[lbo-talk] JetBlue: Outsourcing Our Safety

Nathan Newman nathanne at nathannewman.org
Sun Oct 2 14:53:02 PDT 2005


----- Original Message ----- From: "Doug Henwood" <dhenwood at panix.com>

Nathan Newman wrote:
>Doug-- These accusations of racism around trade issues are getting really
>ridiculous.

-No, it's the use of racist stereotypes by labor partisans in trade -issues that's getting really ridiculous. I didn't write that ugly -passage - Harold Meyerson did. I didn't write about the threat of -Chinese takeover of our utilities - Joan Claybrook did. I didn't hold -up signs in Seattle worrying about the influx of Mexican truckers - -the Teamsters did. Etc.

And you choose to insist that those are references not to those GOVERNMENTS' poor regulatory and labor relations.

Europeans regularly and rightly scoff at companies operating under American conditions versus their own. Is that racist on their part or a condemnation of Reaganite deregulation?

You are accusing a lot of people with strong commitments to racial justice of racist meanings, when there are clear non-racist interpretations of their statements. And it is those non-racist meansing that reflect their views, not your slanders.

-Organized labor in the US has a disgraceful -history on these issues, and they still haven't shaken the habit. Yes -there are honorable exceptions, but your pointing to them doesn't -excuse the troglodytes.

But you aren't attacking the trogodytes. You're attacking labor progressives.

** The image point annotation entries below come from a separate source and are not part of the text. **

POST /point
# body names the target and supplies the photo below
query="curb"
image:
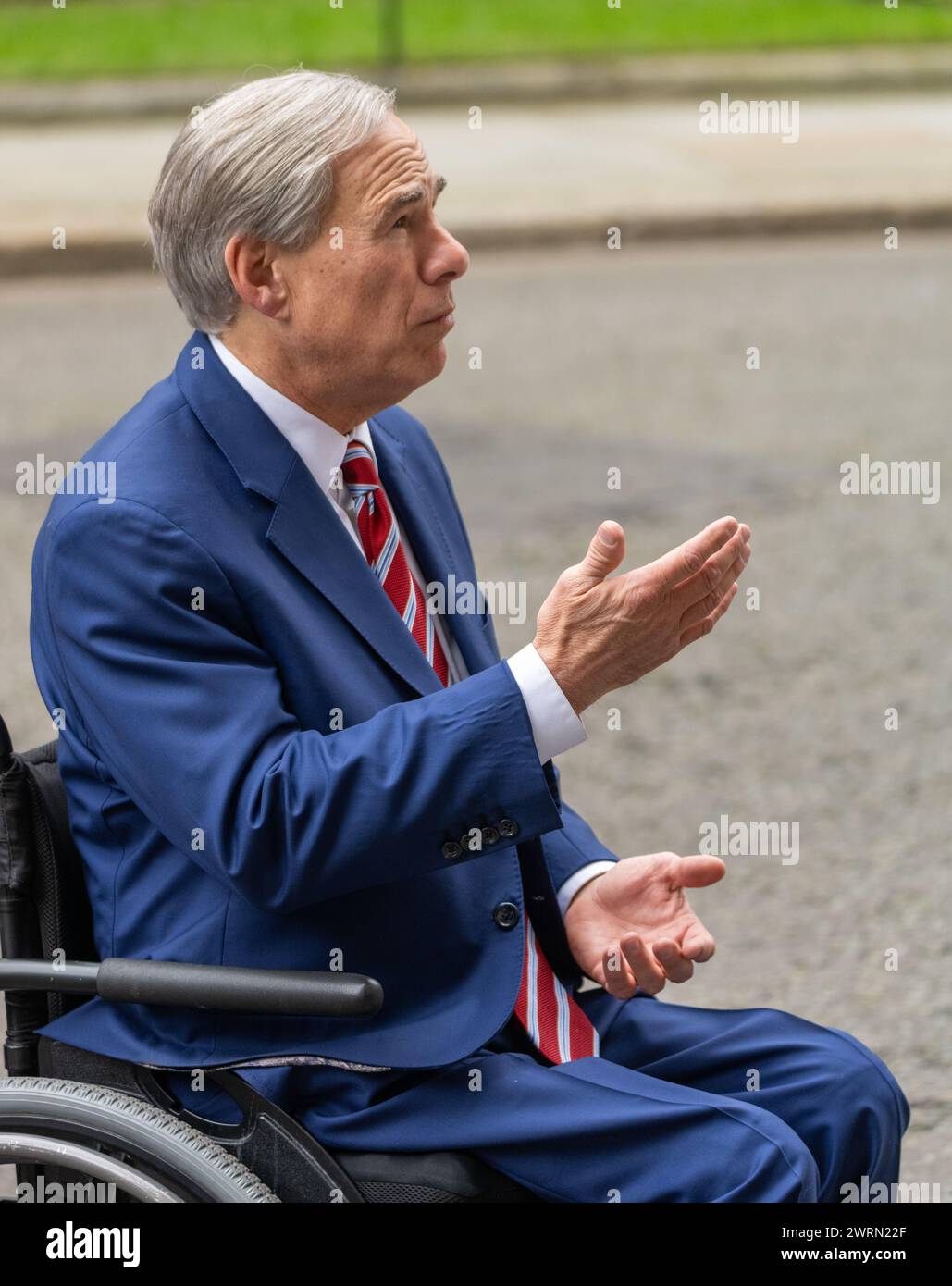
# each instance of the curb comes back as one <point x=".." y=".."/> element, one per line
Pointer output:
<point x="125" y="254"/>
<point x="873" y="68"/>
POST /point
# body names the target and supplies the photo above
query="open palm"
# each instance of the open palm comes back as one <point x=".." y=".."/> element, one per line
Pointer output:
<point x="633" y="925"/>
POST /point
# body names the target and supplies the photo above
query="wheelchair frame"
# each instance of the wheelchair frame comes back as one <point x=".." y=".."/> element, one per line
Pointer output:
<point x="43" y="909"/>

And by your seeming argument, a bad history means that we should now collaborate in making labor conditions worse globally as penance?

In fact, for much of the postwar period, labor signed onto to "free trade" pretty mindlessly. So was George Meany the epitome of non-racist trade policy compared to the racism of today's labor leaders?

I fully recognized that racist history within the labor movement. I've been having the students in the labor studies class I'm teaching at Bard College read Paul Buhle's TAKING CARE OF BUSINESS to make sure they recognize it. We're reading the section on the AFL-CIA collaboration in destroying Guatamalan and other Latin American labor unions tomorrow in class.

But that history does not erase the other positive history of many labor unionists helping lead the political fight for civil rights, including supporting the Fair Employment Practices Committee in 1944, supporting the civil rights movement and civil rights laws in the post-war period, supporting the UFW in the 1960s and current strong support for progressive international union organizing.

Yes, there is a mixed history, but not one-sided enough for you to unilaterally rule other people racist at the wave of your rhetorical wand.